Crédit photo Alain Roux

Benoît Serre partner au BCG et vice-président délégué de l’ANDRH ; Charles-Henri Besseyre des Horts Professeur émérite à HEC, président de l’AGRH

La crise du coronavirus

apparaît comme la première véritable épreuve du feu pour les entreprises qui ont officiellement inscrit dans leur statut ou affiché leur raison d’être. Les sociétés du CAC 40 restent relativement frileuses puisque quatre d’entre elles (Carrefour, Atos, Engie, Orange), au début de la pandémie, avaient inscrit ou allaient inscrire leur raison d’être dans leurs statuts alors que 18 autres l’ont seulement affichée pour définir leur rôle dans un contexte sociétal1. Ce qui est en jeu est de pouvoir démontrer dans les faits aux yeux des parties prenantes le respect des engagements pris au titre de la responsabilité sociale et environnementale.
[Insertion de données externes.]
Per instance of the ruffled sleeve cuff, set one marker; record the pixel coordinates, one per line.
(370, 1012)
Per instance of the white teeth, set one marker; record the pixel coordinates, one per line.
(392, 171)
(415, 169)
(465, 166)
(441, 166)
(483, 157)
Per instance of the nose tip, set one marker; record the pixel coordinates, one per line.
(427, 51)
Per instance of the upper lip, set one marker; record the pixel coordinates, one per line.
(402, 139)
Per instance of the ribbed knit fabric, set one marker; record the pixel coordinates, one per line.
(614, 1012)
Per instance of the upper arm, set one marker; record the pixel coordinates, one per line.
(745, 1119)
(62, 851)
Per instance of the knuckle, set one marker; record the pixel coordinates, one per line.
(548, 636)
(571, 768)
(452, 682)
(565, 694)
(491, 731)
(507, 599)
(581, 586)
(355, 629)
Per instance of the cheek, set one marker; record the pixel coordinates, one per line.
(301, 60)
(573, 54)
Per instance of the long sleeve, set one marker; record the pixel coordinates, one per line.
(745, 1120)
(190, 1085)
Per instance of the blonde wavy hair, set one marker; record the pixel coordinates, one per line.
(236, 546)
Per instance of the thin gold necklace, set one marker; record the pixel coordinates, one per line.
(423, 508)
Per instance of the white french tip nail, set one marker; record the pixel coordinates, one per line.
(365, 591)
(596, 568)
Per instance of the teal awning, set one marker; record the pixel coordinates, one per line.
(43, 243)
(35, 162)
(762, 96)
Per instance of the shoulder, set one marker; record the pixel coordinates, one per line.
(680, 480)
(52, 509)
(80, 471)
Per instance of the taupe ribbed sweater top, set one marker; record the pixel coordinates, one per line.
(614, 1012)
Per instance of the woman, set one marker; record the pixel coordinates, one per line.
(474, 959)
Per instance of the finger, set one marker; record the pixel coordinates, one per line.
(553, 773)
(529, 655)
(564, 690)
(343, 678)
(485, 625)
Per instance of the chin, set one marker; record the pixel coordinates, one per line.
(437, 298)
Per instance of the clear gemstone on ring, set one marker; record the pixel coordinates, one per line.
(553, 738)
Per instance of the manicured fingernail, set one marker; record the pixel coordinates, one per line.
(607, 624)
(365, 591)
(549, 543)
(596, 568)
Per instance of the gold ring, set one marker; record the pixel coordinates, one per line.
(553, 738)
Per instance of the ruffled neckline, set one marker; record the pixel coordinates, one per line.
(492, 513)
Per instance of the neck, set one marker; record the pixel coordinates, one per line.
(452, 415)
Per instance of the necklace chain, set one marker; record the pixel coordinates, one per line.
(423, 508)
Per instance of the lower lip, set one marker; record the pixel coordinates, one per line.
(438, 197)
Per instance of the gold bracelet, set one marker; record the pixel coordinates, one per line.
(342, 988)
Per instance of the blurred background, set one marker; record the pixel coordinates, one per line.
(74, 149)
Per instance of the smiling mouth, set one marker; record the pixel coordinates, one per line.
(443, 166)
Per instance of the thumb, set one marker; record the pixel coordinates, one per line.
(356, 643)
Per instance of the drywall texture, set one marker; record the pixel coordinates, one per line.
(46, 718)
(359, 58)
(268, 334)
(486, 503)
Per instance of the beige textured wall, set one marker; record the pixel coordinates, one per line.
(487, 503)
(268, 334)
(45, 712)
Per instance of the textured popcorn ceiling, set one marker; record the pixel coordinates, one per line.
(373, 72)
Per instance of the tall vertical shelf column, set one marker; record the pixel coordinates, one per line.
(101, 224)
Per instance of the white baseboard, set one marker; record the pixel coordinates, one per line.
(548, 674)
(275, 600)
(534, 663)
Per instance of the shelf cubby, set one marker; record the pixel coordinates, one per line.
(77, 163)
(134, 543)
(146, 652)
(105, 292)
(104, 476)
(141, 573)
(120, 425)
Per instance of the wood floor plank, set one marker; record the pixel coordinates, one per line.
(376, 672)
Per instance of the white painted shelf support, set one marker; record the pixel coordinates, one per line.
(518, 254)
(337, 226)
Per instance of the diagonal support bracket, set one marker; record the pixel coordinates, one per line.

L’exemple d’une entreprise

qui, dans ce contexte de crise, a traduit sa vision dans une action concrète de sa raison d’être, définie en juin 2019, est la MAIF. Cet assureur a décidé mi-avril 2020 de reverser à ses clients 100 millions d’euros économisés sur les accidents de la route, en forte baisse en raison du confinement, en leur laissant le choix entre récupérer pour eux-mêmes la somme remboursée ou la reverser à des associations luttant contre la pandémie2. Dans une perspective similaire, Veolia a concrétisé par une action exemplaire l’un des éléments clés de sa raison d’être, lié à la santé et au bien-être des collaborateurs, en faisant tester ses 50 000 salariés français au Covid-19 en vue du déconfinement.

Ces deux exemples

montrent que les semaines et les mois à venir vont être déterminants pour tester la solidité et la pertinence des raisons d’être dans les entreprises qui se sont engagées avant la crise dans cette démarche volontaire. Il serait très préjudiciable pour ces sociétés que les actes ne suivent pas la vision exprimée dans leur raison d’être notamment sur le plan social. Dans cette perspective, les DRH seront aux premières loges pour assurer que les engagements pris soient tenus dans l’après-crise avec ou sans l’aide de l’État. Mais au-delà de l’attention nécessaire portée aux managers et aux collaborateurs, ils peuvent jouer un rôle clé vis-à-vis des partenaires de l’entreprise, clients et fournisseurs, dont les salariés peuvent être eux-mêmes évidemment particulièrement touchés.

Durant cette crise,

nombre d’entreprises ont vécu vis-à-vis de leur raison d’être une expérience mitigée. La confrontation de leur promesse employeur et de leur engagement sociétal a trouvé là une occasion de s’exprimer concrètement au travers de décisions simples et scrutées par leurs salariés comme par les médias. Le choix de compenser ou non le chômage partiel, la bienveillance du management pour soutenir les collaborateurs, l’adaptation de leur outil de production aux besoins de la Nation en masques ou en gel. La raison d’être devenait concrète et visible ou, au contraire, elle semblait détachée de la réalité. D’autres organisations réfléchissent dès maintenant à l’impact de cette crise sur leurs relations employeur/employé comme sur leur rôle dans la société, sur leur pacte social comme sur leur responsabilité collective.

Depuis plus d’un an,

les réflexions comme les actions d’entreprises « à mission » fournissaient un débat sur le rôle de l’entreprise. Qui aurait cru que ce débat deviendrait une réalité concrète et perceptible aussi rapidement ? Le chemin n’est pas fini, loin de là, mais il vient de prendre un angle particulier autour de la place de l’être humain dans la performance économique et sociale. Cela constitue un des points majeurs de la raison d’être tant chacun sait aujourd’hui que la dimension économique ne peut être imaginée sans une dimension sociétale et humaine que cette crise a révélée parfois si faible et en même temps si essentielle.